Published on Şubat 19th, 2021

0

Zamanın ruhunu yakalamak – XWE Metin Ayçiçek


Zamanın ruhunu yakalamak isteyenlerin zamanı ruhsuzlaştırdığı böylesi görüntülerle kirletilmesi (siyaset ya da grup farkı gözetmeksizin söyleyerek), ne yazık ki tarihimizde sıkça görüntülenen bir illet gibi yapıştı yakamıza…
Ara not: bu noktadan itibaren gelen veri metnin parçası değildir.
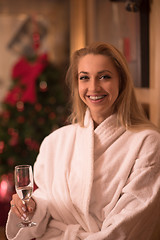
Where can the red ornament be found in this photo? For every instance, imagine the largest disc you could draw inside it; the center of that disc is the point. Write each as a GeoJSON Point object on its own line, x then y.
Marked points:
{"type": "Point", "coordinates": [27, 73]}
Üç yıl önce idi. Türkiye’de genel seçimler sürecinde, sosyalist hareketin içinde hararetle sürdürülen tartışmalar üzerine Kemal Can’ın “Allah Benzetmesin” başlıklı yazısını okuduğumda büyük keyif almıştım. Benim de şu ya da bu biçimde içinde yer aldığım tartışmaların taraflarının iddialarını dayandırdığı çıkmazın tarihi belgelerinin “belge özelliğini koruyarak artık yayınlanması gerektiği” kararına ulaşınca, tek başıma altından kalkamayacağım bu işi sırtlayacak arkadaşların da aktif desteği ile çalışmalar başladı. Ve böylece esas olarak bu çabaya aktif olarak katılan arkadaşların emeği üzerinden KURTULUŞ BELGELER kitap dizisinin yayınlama süreci başladı. Nihayet BELGELER-5 ile birlikte 8 kitap aktarılabildi. Ve sanıyoruz ki, BELGELER en az 15 kitap olacaktır.

Kemal Can, yazısında 2018 yılı genel seçimleri sürecinde sürdürülen tartışmalara değindiği yazısında, 12 Eylül’den sonra da ve çok sıkça tanıdığımız, açıktan açığa ya da dolaylı ifadelerle tezlerini savunurken, aynı argümanların farklı yorumlarını dillendirmekten başka bir açılım getiremiyorlardı. Geleceğe ilişkin yorumlarla süslenen yazılarımız, “evrenselliği” iddialarıyla mutlaklaştırılan ve dinsel bir boyut kazandırılan Marksizm anlayışına karşı “somut koşulların somut tahlili” gibi zamanın egemen olan ruhuna kendini kaptırıp “duvarların yıkıldığı”, “sosyalizmin çöktüğü”, “kapitalizmin zaferini kutladığı” iddialarına kadar gerileyen “zamanın ruhunu yakalamak” esprisi… Kemal Can, dönemin (2018) tartışmalarını şöyle betimlemişti: “Tartışmaya katılan hemen herkes, kendi tezini kendi gibi düşünmeyenlerin yanlışlığı üzerine inşa etmeye çalışıyor, hatta önemli bir kısmı oradan ileriye de gitmiyor. En hafifinden “ahmaklık”, “aymazlık” olan suçlamalar hakaretlere kadar yükseliyor. Çünkü, dönemin ruhu; “anlatacak bir şey aramanın” değil karşındakinin kötü, yetersiz ve güçsüz olduğunu kanıtlamanın daha geçerli olduğu bir zemin yaratıyor. İkna edici bir şey söylemek yerine “ötekinin” sesini boğmak, haklı çıkmak değil karşındakini yere sermek, kavgayı önceden çıkartmak ve ilk yumruğu atmak önemli.”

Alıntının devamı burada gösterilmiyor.